Actually, that's not quite true. children younger than 13 should also be able to hear it; however, as their hearing is still more sensitive, they can actually hear even higher frequency sounds. As such, that high-pitched tone so many of you heard isn't in their extreme registers and thus is not quite as . . . annoying, of a noise for them. Once you get into that particular age group, though, hoo boy . . . that's like, the highest, most extreme possible frequency you can hear, and as such it's not very pleasant (or is it? You tell me).

So why is this awesome?

So this group in the UK invented it: the Mosquito Ultrasonic Teen Deterrent. Basically, it's a sound device that plays this noise. People like shop owners and theater owners are installing these outside or above their front doors. If they have problems with, say, young teens loitering and causing trouble, they can hit the on switches and encourage the youths to get a move on. From what I understand it's not that it's painful, it's just really, really annoying.

Hehe, Stupid Ed told me he actually had the sound file and brought it to work at Microsoft, just slowly walking through the offices pissing people off . . . I think that's hilarious.

Pretty badass, huh?

This is Discriminatory!

It gets even better . . . teens, while being the main targets of this audio repellent, have actually found a way to use it for their own means:

Ringtones; ones they can hear, but their older in-class teachers cannot.

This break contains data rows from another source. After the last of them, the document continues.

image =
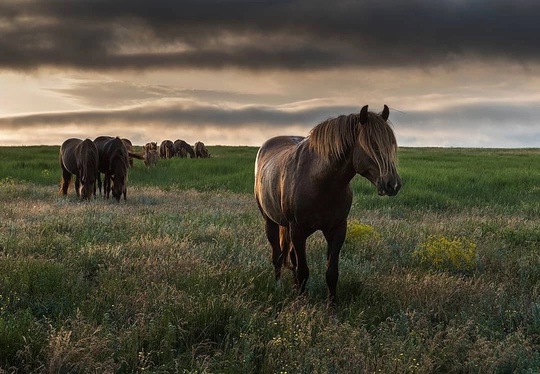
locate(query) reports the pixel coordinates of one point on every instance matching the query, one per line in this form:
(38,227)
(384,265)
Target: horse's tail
(285,244)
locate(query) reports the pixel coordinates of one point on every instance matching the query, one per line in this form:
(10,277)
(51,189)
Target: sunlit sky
(454,73)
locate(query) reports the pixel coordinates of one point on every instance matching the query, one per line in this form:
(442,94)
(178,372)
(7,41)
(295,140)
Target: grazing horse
(150,157)
(80,158)
(201,150)
(150,146)
(166,149)
(114,163)
(182,149)
(303,185)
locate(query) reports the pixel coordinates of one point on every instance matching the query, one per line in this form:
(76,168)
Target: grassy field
(444,277)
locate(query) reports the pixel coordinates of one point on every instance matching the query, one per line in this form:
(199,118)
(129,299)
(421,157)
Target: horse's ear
(363,115)
(385,113)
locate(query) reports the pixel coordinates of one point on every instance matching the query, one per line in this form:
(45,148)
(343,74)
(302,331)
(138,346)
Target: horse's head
(375,155)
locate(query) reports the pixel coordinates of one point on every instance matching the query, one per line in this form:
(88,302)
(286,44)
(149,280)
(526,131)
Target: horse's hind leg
(335,239)
(272,234)
(77,185)
(66,180)
(298,239)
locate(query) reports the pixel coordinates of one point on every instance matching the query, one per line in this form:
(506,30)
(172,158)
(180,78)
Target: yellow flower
(442,253)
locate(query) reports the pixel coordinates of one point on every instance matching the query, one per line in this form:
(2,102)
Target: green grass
(179,279)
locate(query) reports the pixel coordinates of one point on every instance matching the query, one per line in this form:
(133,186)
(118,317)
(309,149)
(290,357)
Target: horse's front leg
(272,234)
(107,187)
(77,185)
(301,269)
(335,238)
(98,178)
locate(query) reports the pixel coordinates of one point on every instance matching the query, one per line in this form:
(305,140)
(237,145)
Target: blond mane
(334,137)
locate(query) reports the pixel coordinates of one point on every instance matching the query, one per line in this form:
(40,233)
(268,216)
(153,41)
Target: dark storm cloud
(292,35)
(176,115)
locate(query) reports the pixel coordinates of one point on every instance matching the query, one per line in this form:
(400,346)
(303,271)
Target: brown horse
(129,147)
(201,150)
(182,149)
(114,163)
(80,158)
(166,149)
(151,157)
(303,185)
(150,146)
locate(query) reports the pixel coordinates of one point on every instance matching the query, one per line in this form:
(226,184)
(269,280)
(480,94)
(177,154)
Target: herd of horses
(302,184)
(112,156)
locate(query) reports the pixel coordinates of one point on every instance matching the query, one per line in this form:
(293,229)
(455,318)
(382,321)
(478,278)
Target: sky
(455,73)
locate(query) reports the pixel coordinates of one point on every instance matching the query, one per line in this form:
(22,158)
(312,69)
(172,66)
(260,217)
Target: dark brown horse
(114,163)
(80,158)
(166,149)
(302,185)
(182,149)
(129,147)
(201,150)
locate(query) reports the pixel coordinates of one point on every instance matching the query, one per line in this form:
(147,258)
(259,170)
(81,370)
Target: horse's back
(68,157)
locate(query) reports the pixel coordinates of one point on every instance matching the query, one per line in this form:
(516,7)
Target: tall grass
(442,278)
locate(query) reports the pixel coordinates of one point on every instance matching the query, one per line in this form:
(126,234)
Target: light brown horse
(200,150)
(182,149)
(303,185)
(151,157)
(80,158)
(166,149)
(114,163)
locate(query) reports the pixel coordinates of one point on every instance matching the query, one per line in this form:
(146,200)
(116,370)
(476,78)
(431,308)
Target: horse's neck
(339,171)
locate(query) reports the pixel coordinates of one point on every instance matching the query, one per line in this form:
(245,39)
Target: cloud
(488,124)
(257,35)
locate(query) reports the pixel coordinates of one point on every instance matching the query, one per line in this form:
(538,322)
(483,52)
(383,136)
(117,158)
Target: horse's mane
(334,137)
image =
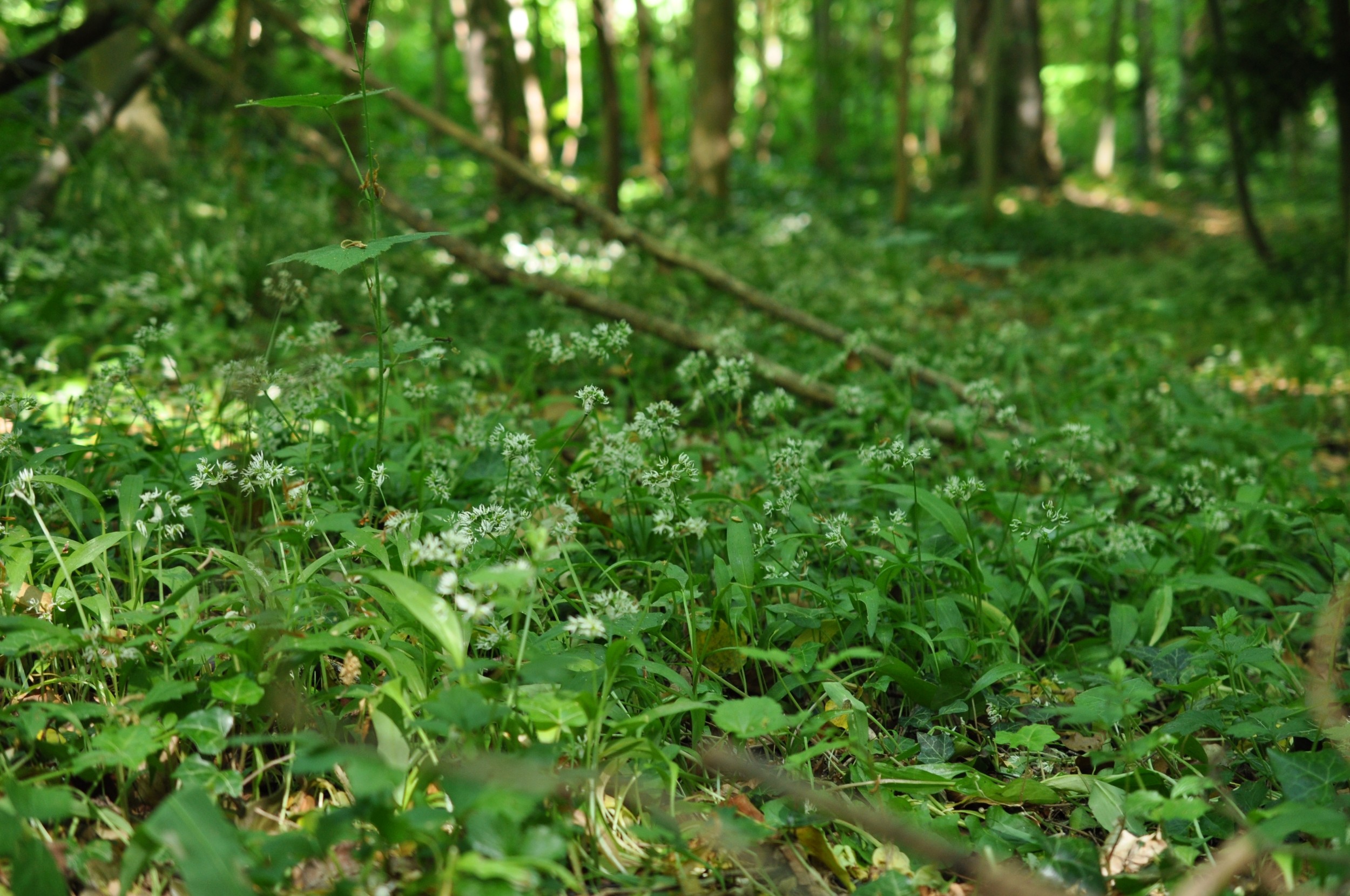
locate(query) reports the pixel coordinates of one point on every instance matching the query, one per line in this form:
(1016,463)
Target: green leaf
(339,258)
(1125,625)
(93,548)
(740,551)
(1308,778)
(751,717)
(204,848)
(428,609)
(946,514)
(239,690)
(1226,583)
(1029,737)
(207,729)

I really don't need to explain that one much more, do I?

So that's the Mosquito.

So again, take this information, take your own ears, and think about what that means. If you're 20 and already can't hear it, then well . . . hehe, dang. If you're almost 30 and can still hear it, well . . . congrats for having some powerful ears still!

Oh, for the record, if anyone who can't hear the Mosquito tone are curious, here's a link to the lower-frequency tone (DO NOT crank your volume for this!):
http://www.noloitering.ca/over25yo.mp3

Practical Science is fun, eh?

Secret Experiment . . .

Alright, some of you may or may not hate me for this, but I'm so curious right now . . .

Alright, basically all I want you guys to do is to listen to this following sound file; you don't need to change your volume settings, and I promise it won't be suddenly loud and scary or anything:

http://www.noloitering.ca/dl/mosquitotone.mp3

Comment below on what you think of this. Get your friends to listen and comment as well.

I'll explain the rest tomorrow (unless you can't wait and decide to do some e-snooping of your own afterwards).